Inspired by Chain’s migration to wireplumber, I took the jump too.

In my first attempt, it was a failure, audio would not load at startup. Little did I know my system was a mess. I either installed pulseaudio again at some point, or just disabled it and forgot to uninstall, but when I stopped all the pipewire and wireplumber services, I found out pulse was still running on my system. Special thanks to mpv for showing the audio output.

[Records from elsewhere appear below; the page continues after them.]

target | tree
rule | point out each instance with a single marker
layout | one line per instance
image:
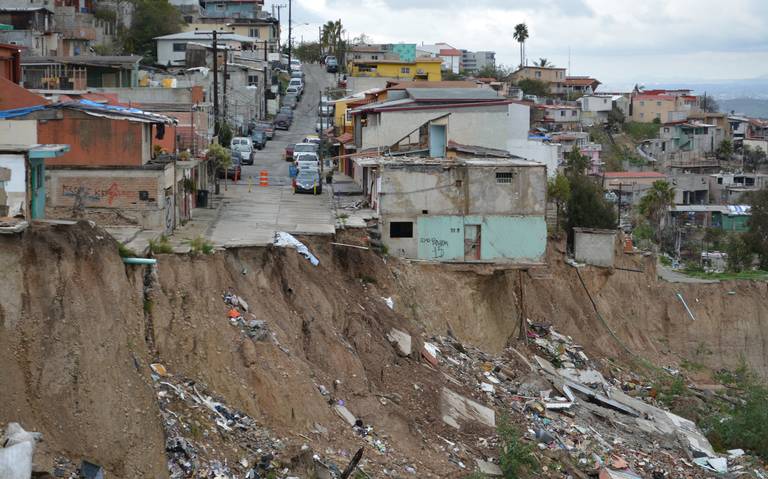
(739, 253)
(308, 52)
(151, 18)
(654, 205)
(587, 207)
(534, 87)
(559, 191)
(616, 119)
(521, 35)
(724, 150)
(575, 163)
(708, 104)
(758, 226)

This time, the switch was relatively straight forward, just needed a bunch of reboots. All I had to do was:

  • uninstall pulseaudio
  • comment out the current context.exec for pipewire-media-session in /etc/pipewire/pipewire.conf
  • add the following lines:
context.exec = [
    { path = "/usr/bin/wireplumber" args = "" }
    { path = "/usr/bin/pipewire" args = "-c pipewire-pulse.conf" }
]
  • make sure the services for pipewire, pipewire-pulse and wireplumber are enabled

And that was it. I have nothing in ~/.config/autostart, nor in /etc/xdg/autostart (related to wg, I have some lxqt remnamts). It works like expected (I only have hdmi out on my pc, and if Iplug headphones, it’s through my monitor 3.5mm output). I’m keeping pipewire-pulse because I like pulsemixer - I could probably use amixer and replace sway’s command shortcuts with amixer, but meh).

Reason for my jump was because of a message in the package manager mentioning that pipewire-media-session will be eventually removed.